For the most part, the sanctions will cut the companies off from business with the United States, although Steinberg said the penalties had been tailored to fit each firm.
Petróleos de Venezuela, or PDVSA, has delivered at least two cargoes of refined petroleum products worth about $50 million to Iran between Dec. 2010 and March, according to the State Department.
The Israeli company, along with Tanker Pacific of Singapore, are accused of failing to exercise due diligence in participating in the 2010 sale of an oil tanker to the Iranian national shipping company, which is already under U.S. and European sanctions. The two firms are now barred from getting loans of more than $10 million from American banks and from getting U.S. export licenses.
The administration credits the sanctions law with persuading five major multinational oil firms to withdraw from business deals with Iran and convince major insurers such as Lloyd's of London to stop covering shipments of refined petroleum to Iran. The State Department says it has also convinced jet fuel suppliers in 17 European nations to which Iran Air flies to stop providing fuel to its planes.
In addition to the Iran sanctions, the administration imposed penalties on 16 individuals and firms from Belarus, China, North Korea, Syria and Venezuela for violating the Iran, North Korea, and Syria Nonproliferation Act by selling or buying sensitive equipment and technology related to nuclear, chemical and biological weapons and ballistic missile systems.
Those affected by the sanctions will be barred from any U.S. government contracts, U.S. assistance, banned from purchasing American defense articles and denied licenses to sell them for a period of two years.
The sanctions affect the Belarusian Optical Mechanical Association and BelTechExport of Belarus; Karl Lee, Dalian Sunny Industries, Dalian Zhongbang Chemical Industries Company and Xian Junyun Electronic of China; Milad Jafari, the Defense Industries Organization, the Islamic Republic of Iran Shipping Lines, the Islamic Revolutionary Guard Corps Qods Force, SAD Import-Export Company and Shahid Bakeri Industries Group of Iran; Tangun Trading of North Korea; the Industrial Establishment of Defense and Scientific Studies and Research Center of Syria and Venezuela's Military Industries Company.
In Congress, lawmakers said they were pleased with the steps, but said more needed to be done.
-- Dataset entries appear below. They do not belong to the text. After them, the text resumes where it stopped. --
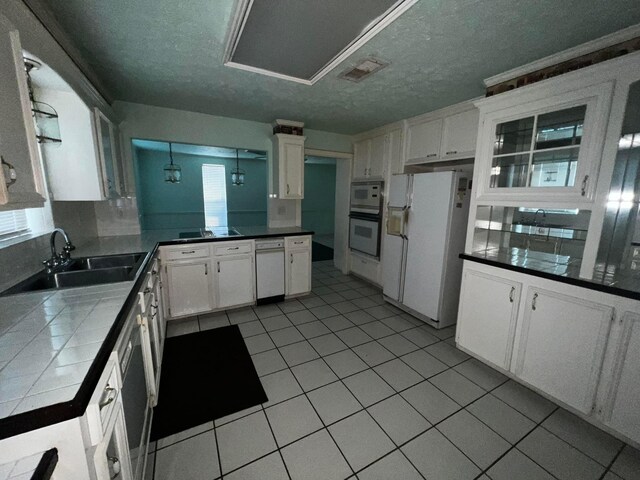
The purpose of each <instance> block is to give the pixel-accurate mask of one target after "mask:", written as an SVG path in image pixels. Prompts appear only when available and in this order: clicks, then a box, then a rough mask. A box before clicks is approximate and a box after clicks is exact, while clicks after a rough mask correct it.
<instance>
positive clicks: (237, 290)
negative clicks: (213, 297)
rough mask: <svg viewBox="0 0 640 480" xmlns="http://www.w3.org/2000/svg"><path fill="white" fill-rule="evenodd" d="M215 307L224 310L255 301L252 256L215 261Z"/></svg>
mask: <svg viewBox="0 0 640 480" xmlns="http://www.w3.org/2000/svg"><path fill="white" fill-rule="evenodd" d="M215 262H216V263H215V268H216V273H215V285H216V298H217V299H218V303H217V305H216V306H217V307H218V308H226V307H231V306H235V305H243V304H247V303H252V302H254V301H255V299H256V293H255V292H256V288H255V285H256V282H255V267H254V256H253V254H248V255H234V256H228V257H217V258H216V259H215Z"/></svg>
In the Senate, a bipartisan group of lawmakers have introduced legislation that would expand sanctions on Iran, North Korea and Syria. The measure targets international companies that work with Iran's Revolutionary Guard Corps.
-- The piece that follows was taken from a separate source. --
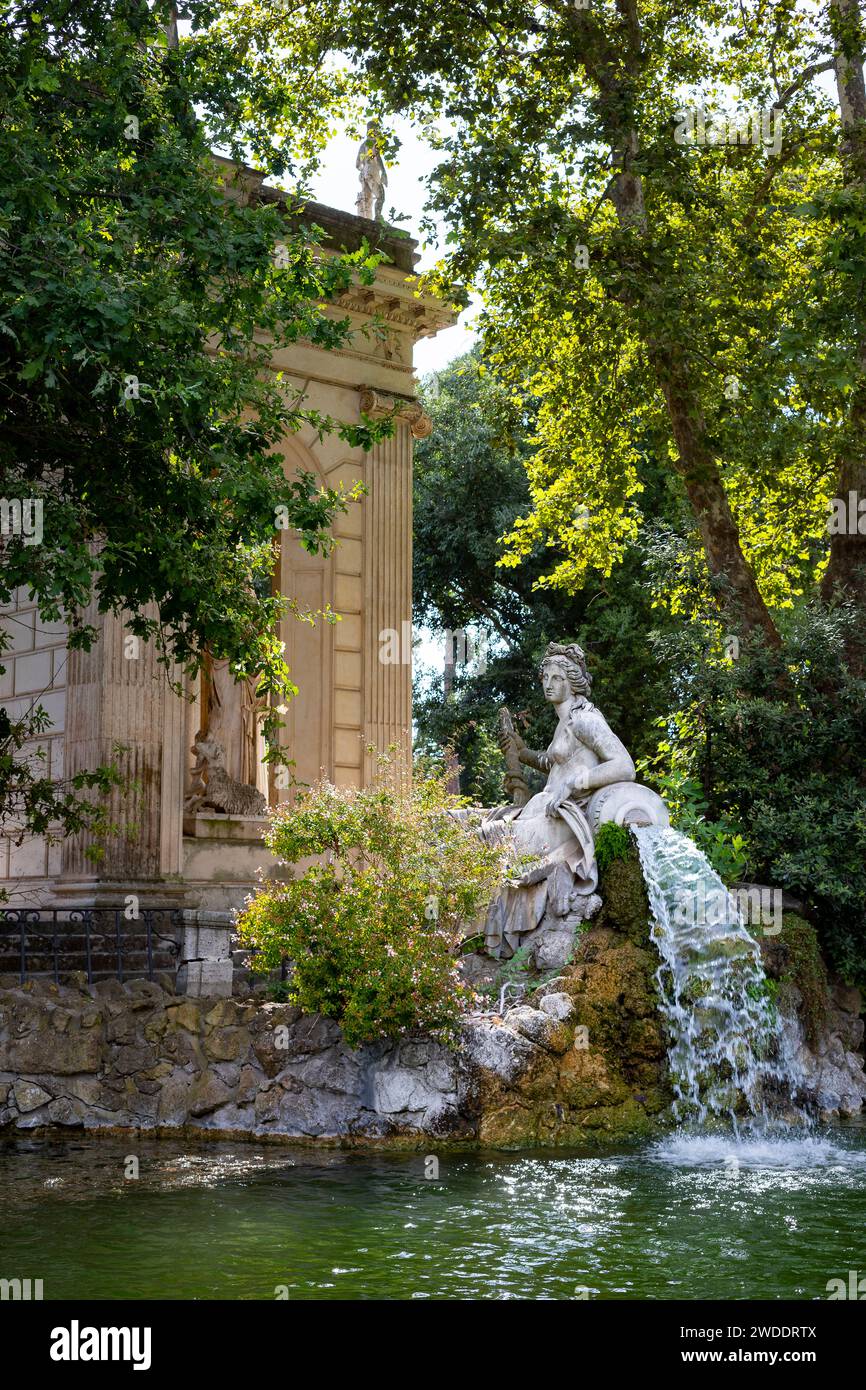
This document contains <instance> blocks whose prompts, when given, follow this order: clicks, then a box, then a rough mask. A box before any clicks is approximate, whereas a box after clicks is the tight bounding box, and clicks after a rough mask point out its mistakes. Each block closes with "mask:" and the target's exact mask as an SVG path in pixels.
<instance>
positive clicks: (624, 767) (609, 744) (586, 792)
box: [548, 709, 635, 815]
mask: <svg viewBox="0 0 866 1390" xmlns="http://www.w3.org/2000/svg"><path fill="white" fill-rule="evenodd" d="M570 727H571V731H573V734H574V735H575V738H578V739H580V742H581V744H582V745H584V748H589V749H592V752H594V753H595V756H596V758H598V763H596V766H595V767H587V766H585V765H584V763H581V760H580V755H575V756H574V758H571V759H569V762H567V763H566V765H564V766H563V769H562V773H563V774H562V777H559V778H557V787H556V790H555V791H553V792H552V796H550V805H549V808H548V815H552V813H553V812H555V810H556V808H557V806H560V805H562V802H563V801H566V799H567V798H569V796H570V795H571V794H574V792H575V794H578V795H584V796H585V795H587V792H594V791H598V788H599V787H610V784H612V783H617V781H634V778H635V766H634V762H632V759H631V755H630V753H628V749H627V748H626V745H624V744H623V741H621V739H619V738H617V737H616V734H614V733H613V730H612V728H610V726H609V723H607V720H606V719H605V716H603V714H601V713H599V712H598V710H596V709H594V710H575V712H574V713H573V714H571V717H570Z"/></svg>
On the House side, Rep. Ileana Ros-Lehtinen, R-Fla., chairman of the House Foreign Affairs Committee, lamented that Chinese and Russian companies believed to be doing business in Iran's oil sector were not penalized.
"We need to see a lot more of this type of pressure," she said in a statement.
Rep. Howard Berman, D-Calif., the ranking member of the committee said he looked forward "to seeing the impact of the newly imposed sanctions, as well as the imposition of additional enforcement in the coming days."